A brief summary of this approach is that we maintain a min heap and keep polling from this heap each time its size exceeds $$k$$. This way, our final heap will contain $$k$$ elements, and these $$k$$ elements are guaranteed to be last $$k$$ elements in the sorted array (since we have been polling minimums). Within these last $$k$$ elements, the minimum element is guaranteed to be the $$k$$-th largest so we extract the min and return that as a result.

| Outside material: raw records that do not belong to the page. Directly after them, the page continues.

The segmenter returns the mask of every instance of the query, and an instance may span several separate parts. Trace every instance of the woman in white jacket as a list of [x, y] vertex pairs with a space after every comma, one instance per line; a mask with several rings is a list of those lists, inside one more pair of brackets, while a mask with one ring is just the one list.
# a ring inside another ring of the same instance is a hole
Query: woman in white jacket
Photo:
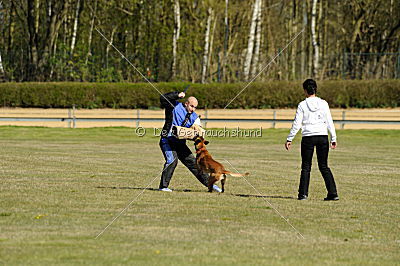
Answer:
[[315, 96], [317, 83], [307, 79], [303, 83], [306, 99], [299, 103], [296, 117], [287, 137], [285, 148], [289, 150], [292, 140], [301, 128], [301, 175], [299, 185], [299, 200], [308, 198], [308, 186], [310, 184], [311, 163], [314, 147], [317, 150], [318, 168], [325, 181], [328, 195], [324, 200], [339, 200], [335, 180], [331, 169], [328, 167], [329, 140], [328, 131], [331, 134], [330, 146], [336, 148], [336, 131], [333, 125], [329, 105], [325, 100]]

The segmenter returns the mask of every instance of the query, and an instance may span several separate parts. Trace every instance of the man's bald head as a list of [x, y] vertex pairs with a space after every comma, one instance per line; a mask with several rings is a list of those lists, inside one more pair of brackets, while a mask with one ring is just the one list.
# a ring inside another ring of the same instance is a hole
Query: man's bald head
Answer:
[[193, 96], [190, 96], [189, 98], [187, 98], [187, 100], [185, 102], [186, 111], [188, 111], [189, 113], [193, 113], [194, 111], [196, 111], [198, 104], [199, 103], [198, 103], [197, 99]]

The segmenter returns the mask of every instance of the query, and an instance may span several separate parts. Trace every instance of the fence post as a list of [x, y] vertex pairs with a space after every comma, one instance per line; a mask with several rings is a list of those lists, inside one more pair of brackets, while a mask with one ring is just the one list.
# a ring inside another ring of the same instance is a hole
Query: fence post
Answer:
[[344, 120], [346, 120], [346, 111], [342, 112], [342, 121], [343, 122], [340, 124], [340, 129], [344, 129], [344, 125], [345, 125]]
[[273, 113], [273, 119], [274, 119], [274, 122], [272, 122], [272, 128], [275, 128], [275, 125], [276, 125], [276, 110], [274, 110], [274, 113]]
[[71, 108], [68, 108], [68, 128], [71, 128], [71, 118], [72, 118], [72, 114], [71, 114]]
[[72, 128], [76, 128], [75, 104], [72, 105]]
[[140, 125], [139, 119], [140, 119], [140, 109], [137, 109], [137, 112], [136, 112], [136, 128], [138, 128], [139, 125]]

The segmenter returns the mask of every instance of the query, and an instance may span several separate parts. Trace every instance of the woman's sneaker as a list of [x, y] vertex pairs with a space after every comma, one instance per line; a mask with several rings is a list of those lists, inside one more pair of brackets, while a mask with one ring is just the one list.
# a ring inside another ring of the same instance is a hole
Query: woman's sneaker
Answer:
[[339, 196], [338, 195], [328, 195], [326, 196], [326, 198], [324, 198], [325, 201], [328, 200], [339, 200]]

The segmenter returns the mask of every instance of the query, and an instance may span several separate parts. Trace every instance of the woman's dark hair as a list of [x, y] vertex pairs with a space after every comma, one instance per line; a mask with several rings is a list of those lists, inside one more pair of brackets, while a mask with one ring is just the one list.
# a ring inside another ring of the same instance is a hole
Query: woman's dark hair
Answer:
[[317, 82], [313, 79], [307, 79], [303, 83], [303, 89], [307, 91], [308, 95], [317, 93]]

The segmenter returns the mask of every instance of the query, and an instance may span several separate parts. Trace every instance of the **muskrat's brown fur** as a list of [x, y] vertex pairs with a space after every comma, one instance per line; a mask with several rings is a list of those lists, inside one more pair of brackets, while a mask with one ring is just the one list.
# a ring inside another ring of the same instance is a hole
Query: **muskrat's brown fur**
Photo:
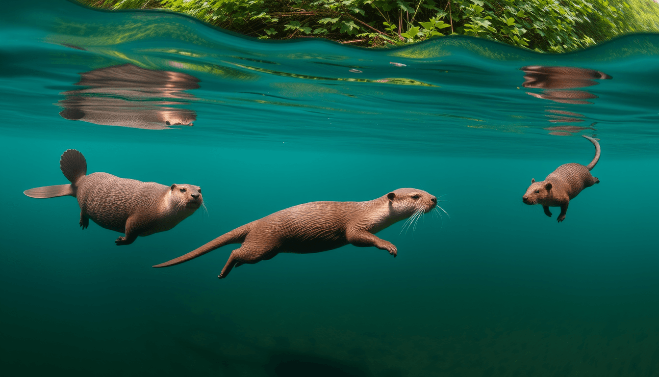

What I don't particularly understand is why this problem is $$\mathcal{O}(n \lg{(k)})$$. For instance, after $$\mathcal{O}(n)$$ creation of the heap, we do an extraction of the minimum $$n - k$$ times, which would require sifting up in the heap $$n - k$$ times and hence, shouldn't this solution be $$\mathcal{O}(n \lg{(n - k)})$$?

Thanks!

The maximum number of elements in the heap at any given time is upper bounded by $$k+1$$.
Since each insertion or deletion from an heap requires $$O(\log \eta)$$ time where $$\eta$$ is the number of elements in the heap at the time of the operation, and $$\eta \le k+1$$, we know that each heap operation can be performed in time $$O(\log (k+1) ) = O( \log k )$$.
How many heap operations does the algorithm perform? Each element is inserted once, so there are $$n$$ insertions. In addition all but the largest $$k-1$$ elements are extracted. This yields a total of $$n + (n-(k-1)) = 2n-k+1 = O(n)$$ operations.
By multiplying the number of operations with our upper bound on the time required by each operation of $$O(\log k)$$ we obtain an overall time complexity of $$O(n \log k)$$.